Shit on several places in a matter of minutes from the hammock of a Camping de la Costa Brava or the Catalan Pyrenees is possible. It does not matter fate. You can travel the Long Island beaches, sit down to eat in a Kyoto tavern and explore the hostile Caribbean jungle. Also make a brief stop at a space station or take the occasional jump in time. It is easy. You just have to get some books. Here is a selection of works that cover from the narrative and the biography to the essay, with news and some classic, so that the trip is complete.
Those who want more after the unusual blackout last week can read Baby Carrington (Swath). A solar storm gives rise to this scenario until recently unthinkable in the new novel by Jordi Santasusagna. No light, neither mobiles nor the Internet. And two escaped teenagers. The appearance of a baby in an electrical substation in flames and its rescue by the protagonists begins this apocalyptic story that has just reached the bookstores. They also try to survive in a hostile world the characters of The jungle sky (Lava), by Elaine Vilar Madruga. To ensure your strength it will be key that the jungle, a hungry deity, is well fed. Those who inhabit it only have a way to keep it happy: give their children as part of a cyclical cannibal tribute. No woman of this Caribbean horror story can refuse to be a mother. Raising its offspring as future food is key to their survival.
Those who wish to return to the unusual blackout last week can read ‘Baby Carrington’

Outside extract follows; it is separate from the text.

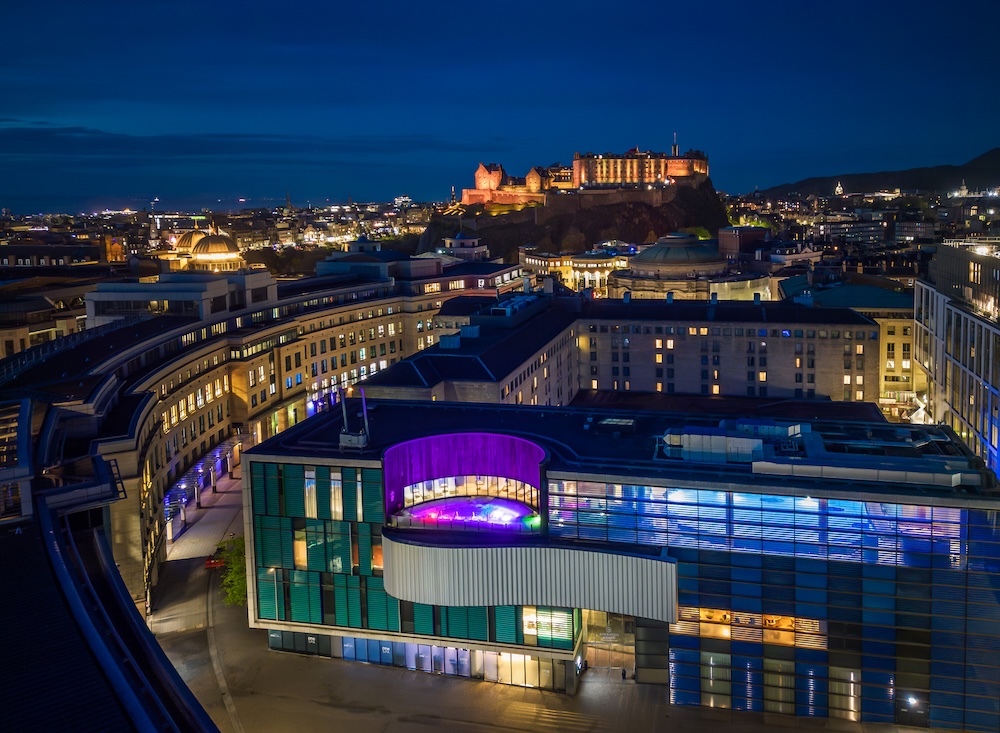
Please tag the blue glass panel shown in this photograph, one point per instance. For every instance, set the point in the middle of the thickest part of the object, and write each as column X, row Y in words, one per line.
column 752, row 590
column 348, row 647
column 750, row 605
column 807, row 610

Of the warm and humid climate, and the abundant vegetation, at temperatures below zero, ice and snow. In his Arctic newspaper (The horizon line), Josephine Diebitsch explains his experiences during the year he spent in Greenland on the occasion of the 1891 expedition commanded by her husband, Robert Peary. She was a pioneer of ethnography and anthropology, and her work has helped know the habits in one of the most inhospitable corners on the planet. Another American who toured a long distance and then captured his anecdotes on paper was John Steinbeck. A poodle bleu large called Charley was his travel companion over 16,000 kilometers for thirty -four states aboard a motorhome. That journey had as a result Trips with Charley (Nordic), a search for American identity with moments of exaltation and melancholy.
The covers of ‘The Guest’, ‘Paper Flowers’ and ‘The Spaniard who fell in love with the world’LV
The journalist Saharaui Ebbaba has a very different reality in Paper flowers (Peninsula). Here the author focuses on the history of the Saharawi people through the testimony of three women: Aisha, Naima and Leila, who are granddaughter, mother and grandmother. Despite being a fiction work, what is told has a lot of real and autobiographical.

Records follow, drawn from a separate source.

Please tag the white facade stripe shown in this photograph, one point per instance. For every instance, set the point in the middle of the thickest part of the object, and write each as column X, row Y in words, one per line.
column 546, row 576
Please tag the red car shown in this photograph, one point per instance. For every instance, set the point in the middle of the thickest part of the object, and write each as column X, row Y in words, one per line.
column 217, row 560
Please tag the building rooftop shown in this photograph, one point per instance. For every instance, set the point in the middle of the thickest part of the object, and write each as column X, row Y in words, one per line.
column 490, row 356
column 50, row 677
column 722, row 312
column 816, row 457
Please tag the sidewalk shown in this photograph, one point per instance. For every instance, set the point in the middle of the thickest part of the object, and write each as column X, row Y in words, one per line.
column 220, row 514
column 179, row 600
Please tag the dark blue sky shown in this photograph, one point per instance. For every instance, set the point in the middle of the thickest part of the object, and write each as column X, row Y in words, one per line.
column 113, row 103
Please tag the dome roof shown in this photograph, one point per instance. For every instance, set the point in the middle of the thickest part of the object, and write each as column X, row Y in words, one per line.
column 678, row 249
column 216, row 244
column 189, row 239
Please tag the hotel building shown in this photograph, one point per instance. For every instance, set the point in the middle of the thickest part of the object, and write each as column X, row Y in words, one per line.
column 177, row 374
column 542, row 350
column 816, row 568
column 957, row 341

Perhaps a place like Long Island seems more peaceful. Emma Cline – author of The girls (Anagrama) – takes the reader to his opulent beaches and streets with The guest (Anagram). But what initially looked like a dream place for the protagonist becomes an awkward scenario that time seems not to advance. Los mysteries of La Taberna Kamogawa (Salamandra), by Hisashi Kashiwai, on the other hand, is a tender and succulent trip. Their pages travel the memories of those who feel at the tables of this Kyoto Meal House, who run a father and daughter. The volume of time I (Anagrama), by Solvej Balle, is an exploration of memory, love, loneliness and monotony, which in this case is triggered after its protagonist was trapped on November 18.
The covers of ‘The volume of time I’, ‘El Amor’, and ‘The mysteries of the Kamogowa tavern’LV
No monotonous has the story of Orbital (Anagrama), which counts the day to day of a group of six astronauts that during the four thousand hours that they will live in space will reflect on how they have arrived there and if they expected. The Spanish who fell in love with the world (Books of the Asteroid), by Ignacio Peyró, is another interesting trip, in this case for the life of Julio Iglesias, as well as a fifty -year story of Spanish social life. And as the last stop we propose Love (Hermida), an essay that collects fragments about the love of Notebooks that Simone Weil wrote from 1934 to months before his death.